U.S. Treasury Secretary Janet Yellen on Saturday warned against the country defaulting on its debt, saying that it “would cause widespread damage to the U.S. economy.”
The United States on Thursday hit its $31.4 trillion debt limit, with Yellen announcing that the Treasury was taking “extraordinary measures” to keep paying the federal government’s bills and keep certain systems funded. Such measures are a last-ditch effort that can be undertaken should the country reach its debt ceiling. Should they be exhausted, however, the U.S. would default on its debt.
The debt limit is the cap on the amount of money that the U.S. government can borrow to pay its debts. It also allows the government to pay existing legal obligations that Congress and presidents have made in the past, according to the Treasury.
In a letter sent to newly-elected House Speaker Kevin McCarthy and other Republican and Democratic leaders in the House and Senate on Friday, Yellen wrote that the Treasury anticipates implementing two measures to avoid breaching the debt limit: redeeming existing and suspending new investments in the Civil Service Retirement and Disability Fund and the Postal Service Retiree Health Benefits Fund, as well as suspending reinvestment of the Government Securities Investment Fund of the Federal Employees Retirement System Thrift Savings Plan.
Yellen predicted that the current measures will last the country until June.
A default has never happened before in the country as Congress has been able to raise the debt ceiling, which occurred 22 times between 1997 and last year. The current measure to raise the limit is, however, facing pushback from House Republicans, who have called for spending cuts to be part of the measure, with some calling for cuts to Social Security and Medicare spending.
Yellen has called on Congress to raise the debt ceiling as soon as possible “without condition,” and warned in a tweet on Saturday that a first-ever default on the country’s debt would cause global economic turmoil.
“Since 1789, the U.S. has always paid all of its bills,” the tweet from Yellen’s account read. “The knowledge that we can be trusted and counted on to do that underlies the foundations of the entire global financial system. Default would cause widespread damage to the U.S. economy.”
In a recent interview with Fox News, McCarthy said that he wants spending cuts of some kind to be part of any debt limit bill, in order to not bankrupt Social Security or Medicare.
“You couldn’t just keep increasing it,” McCarthy said. “Let’s sit down and change our behavior for the good of America.
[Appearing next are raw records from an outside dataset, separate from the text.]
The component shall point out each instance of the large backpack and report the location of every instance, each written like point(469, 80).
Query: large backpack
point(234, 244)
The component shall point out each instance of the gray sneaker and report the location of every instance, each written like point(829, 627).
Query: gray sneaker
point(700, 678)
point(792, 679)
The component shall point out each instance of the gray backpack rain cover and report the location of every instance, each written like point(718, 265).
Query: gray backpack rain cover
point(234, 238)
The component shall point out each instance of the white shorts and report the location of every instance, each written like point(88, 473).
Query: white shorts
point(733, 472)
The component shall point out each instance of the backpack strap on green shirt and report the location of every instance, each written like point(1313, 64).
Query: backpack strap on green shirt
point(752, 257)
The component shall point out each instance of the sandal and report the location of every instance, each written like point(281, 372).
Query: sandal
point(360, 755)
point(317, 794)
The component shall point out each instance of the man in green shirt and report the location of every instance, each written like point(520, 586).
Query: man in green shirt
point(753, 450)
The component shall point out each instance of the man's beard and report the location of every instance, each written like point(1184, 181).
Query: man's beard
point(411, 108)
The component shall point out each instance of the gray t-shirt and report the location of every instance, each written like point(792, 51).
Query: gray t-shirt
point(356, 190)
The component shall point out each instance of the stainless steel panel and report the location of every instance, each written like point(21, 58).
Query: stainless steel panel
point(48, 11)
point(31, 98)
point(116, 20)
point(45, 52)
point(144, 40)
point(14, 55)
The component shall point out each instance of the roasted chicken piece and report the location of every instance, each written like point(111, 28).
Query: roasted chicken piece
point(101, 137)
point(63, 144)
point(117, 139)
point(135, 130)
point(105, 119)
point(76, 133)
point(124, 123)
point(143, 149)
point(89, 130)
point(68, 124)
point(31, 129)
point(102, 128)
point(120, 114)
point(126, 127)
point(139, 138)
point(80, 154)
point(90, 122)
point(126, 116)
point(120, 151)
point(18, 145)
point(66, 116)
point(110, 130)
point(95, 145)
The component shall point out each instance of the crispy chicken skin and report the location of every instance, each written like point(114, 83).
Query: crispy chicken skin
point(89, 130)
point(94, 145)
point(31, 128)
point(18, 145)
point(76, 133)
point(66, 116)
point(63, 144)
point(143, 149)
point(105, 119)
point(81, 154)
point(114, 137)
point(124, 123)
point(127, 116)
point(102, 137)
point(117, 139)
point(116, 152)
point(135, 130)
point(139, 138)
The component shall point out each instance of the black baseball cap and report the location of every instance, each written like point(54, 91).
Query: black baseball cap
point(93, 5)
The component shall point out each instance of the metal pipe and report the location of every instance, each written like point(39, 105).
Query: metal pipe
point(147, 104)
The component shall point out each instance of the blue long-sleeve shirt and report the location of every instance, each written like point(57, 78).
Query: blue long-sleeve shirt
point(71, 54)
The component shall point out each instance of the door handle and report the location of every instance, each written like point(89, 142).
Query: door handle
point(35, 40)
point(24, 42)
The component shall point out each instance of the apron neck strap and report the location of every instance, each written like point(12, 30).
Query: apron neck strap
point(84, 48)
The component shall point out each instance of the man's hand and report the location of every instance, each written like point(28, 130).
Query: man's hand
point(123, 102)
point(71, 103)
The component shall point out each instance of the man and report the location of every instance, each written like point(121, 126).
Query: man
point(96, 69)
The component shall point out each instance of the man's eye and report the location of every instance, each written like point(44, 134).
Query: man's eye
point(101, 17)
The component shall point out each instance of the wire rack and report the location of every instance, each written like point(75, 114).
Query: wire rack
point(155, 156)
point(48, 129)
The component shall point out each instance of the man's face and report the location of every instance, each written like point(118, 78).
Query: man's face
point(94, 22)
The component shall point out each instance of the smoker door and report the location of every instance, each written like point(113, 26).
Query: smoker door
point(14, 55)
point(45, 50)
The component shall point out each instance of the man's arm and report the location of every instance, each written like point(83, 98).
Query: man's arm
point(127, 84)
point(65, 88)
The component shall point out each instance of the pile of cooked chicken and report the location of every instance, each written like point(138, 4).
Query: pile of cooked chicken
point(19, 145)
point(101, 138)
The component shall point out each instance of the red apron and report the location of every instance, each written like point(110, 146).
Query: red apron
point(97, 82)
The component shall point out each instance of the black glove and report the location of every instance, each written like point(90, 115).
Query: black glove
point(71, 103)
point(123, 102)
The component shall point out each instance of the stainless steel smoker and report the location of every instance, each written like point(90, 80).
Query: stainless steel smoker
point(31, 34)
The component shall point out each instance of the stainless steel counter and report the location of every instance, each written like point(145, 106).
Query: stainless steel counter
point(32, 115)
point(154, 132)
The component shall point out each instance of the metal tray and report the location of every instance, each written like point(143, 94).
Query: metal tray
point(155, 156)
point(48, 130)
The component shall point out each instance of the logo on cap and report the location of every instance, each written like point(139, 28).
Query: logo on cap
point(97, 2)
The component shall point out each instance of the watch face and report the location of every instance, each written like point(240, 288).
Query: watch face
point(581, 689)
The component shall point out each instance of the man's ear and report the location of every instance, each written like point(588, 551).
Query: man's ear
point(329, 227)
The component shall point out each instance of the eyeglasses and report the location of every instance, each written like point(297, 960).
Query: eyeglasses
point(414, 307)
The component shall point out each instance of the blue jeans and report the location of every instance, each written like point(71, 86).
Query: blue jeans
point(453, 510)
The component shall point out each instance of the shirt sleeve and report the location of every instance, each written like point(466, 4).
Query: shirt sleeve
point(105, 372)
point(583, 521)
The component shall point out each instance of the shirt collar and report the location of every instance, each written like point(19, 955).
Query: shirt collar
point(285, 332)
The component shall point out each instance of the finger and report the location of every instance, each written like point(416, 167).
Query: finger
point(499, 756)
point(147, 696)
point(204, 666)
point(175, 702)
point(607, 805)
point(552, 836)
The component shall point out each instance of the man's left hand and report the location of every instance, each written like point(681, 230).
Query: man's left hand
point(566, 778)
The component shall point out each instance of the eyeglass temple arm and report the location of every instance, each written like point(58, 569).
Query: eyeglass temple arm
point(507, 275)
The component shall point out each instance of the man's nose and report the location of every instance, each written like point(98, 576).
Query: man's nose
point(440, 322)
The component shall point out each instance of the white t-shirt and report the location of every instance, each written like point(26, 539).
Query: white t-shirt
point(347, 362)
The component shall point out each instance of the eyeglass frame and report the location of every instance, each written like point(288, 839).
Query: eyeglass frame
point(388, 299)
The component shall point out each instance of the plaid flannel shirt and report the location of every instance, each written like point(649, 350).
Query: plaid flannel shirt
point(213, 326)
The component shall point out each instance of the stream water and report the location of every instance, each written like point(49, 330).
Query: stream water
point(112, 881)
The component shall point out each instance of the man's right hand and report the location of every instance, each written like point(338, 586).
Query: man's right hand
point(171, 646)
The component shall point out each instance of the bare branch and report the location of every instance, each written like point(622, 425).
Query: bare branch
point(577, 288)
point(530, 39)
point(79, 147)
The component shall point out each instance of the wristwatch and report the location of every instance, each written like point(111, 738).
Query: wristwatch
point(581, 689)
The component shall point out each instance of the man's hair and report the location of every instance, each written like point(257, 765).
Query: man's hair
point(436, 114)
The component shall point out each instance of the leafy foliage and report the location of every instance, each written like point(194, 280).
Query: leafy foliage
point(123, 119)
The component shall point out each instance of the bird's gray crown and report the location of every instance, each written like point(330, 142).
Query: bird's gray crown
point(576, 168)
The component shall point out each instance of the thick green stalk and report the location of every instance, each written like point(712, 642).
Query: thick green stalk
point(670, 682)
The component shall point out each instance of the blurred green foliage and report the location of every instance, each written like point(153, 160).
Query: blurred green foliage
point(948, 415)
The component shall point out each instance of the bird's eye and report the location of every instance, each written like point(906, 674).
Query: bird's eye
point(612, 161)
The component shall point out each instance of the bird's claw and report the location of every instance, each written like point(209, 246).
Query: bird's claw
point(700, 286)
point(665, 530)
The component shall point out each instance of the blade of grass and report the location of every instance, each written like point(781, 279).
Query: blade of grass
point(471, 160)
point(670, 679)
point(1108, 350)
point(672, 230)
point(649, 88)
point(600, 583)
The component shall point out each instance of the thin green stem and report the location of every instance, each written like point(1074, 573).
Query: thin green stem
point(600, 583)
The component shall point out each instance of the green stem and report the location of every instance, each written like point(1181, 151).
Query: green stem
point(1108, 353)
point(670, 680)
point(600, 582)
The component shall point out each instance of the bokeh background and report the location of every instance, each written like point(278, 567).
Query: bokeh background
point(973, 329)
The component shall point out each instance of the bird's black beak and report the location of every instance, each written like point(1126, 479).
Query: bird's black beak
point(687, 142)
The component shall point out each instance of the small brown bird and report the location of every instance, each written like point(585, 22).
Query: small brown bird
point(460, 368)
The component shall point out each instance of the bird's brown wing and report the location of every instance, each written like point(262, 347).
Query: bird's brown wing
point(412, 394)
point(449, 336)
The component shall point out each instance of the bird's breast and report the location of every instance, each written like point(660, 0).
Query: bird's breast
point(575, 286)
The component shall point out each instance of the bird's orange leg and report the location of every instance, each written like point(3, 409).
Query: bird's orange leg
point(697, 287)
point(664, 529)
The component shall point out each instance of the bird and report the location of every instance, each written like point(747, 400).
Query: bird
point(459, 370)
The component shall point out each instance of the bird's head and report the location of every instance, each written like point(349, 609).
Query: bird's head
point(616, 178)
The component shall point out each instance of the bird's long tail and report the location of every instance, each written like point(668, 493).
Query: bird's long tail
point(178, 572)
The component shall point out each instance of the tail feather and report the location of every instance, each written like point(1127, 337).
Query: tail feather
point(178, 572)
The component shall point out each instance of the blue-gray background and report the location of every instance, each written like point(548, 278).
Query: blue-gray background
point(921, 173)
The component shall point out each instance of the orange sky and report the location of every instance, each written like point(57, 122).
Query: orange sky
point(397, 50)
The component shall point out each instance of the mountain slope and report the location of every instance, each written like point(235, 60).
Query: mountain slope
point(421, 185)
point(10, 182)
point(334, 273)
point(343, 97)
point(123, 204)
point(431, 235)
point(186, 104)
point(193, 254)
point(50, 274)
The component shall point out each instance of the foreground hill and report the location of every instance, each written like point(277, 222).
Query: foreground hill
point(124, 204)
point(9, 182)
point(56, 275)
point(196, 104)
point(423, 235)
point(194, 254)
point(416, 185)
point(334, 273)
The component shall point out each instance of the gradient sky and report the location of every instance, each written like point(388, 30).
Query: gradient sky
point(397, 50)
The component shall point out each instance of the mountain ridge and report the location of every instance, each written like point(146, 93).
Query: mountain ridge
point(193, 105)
Because what we’re going to do is bankrupt this country and bankrupt these entitlements if we don’t change their behavior today.”
The Biden administration, meanwhile, has said that it will not be willing to tie such conditions to debt limit talks.
“This is just another attempt by congressional Republicans to force unpopular cuts on programs critical to seniors, the middle class and working families,” White House press secretary Karine Jean-Pierre said Tuesday. “Congress needs to act and do so quickly. There is no excuse for political brinkmanship.”
Newsweek reached out to the Treasury Department for comment.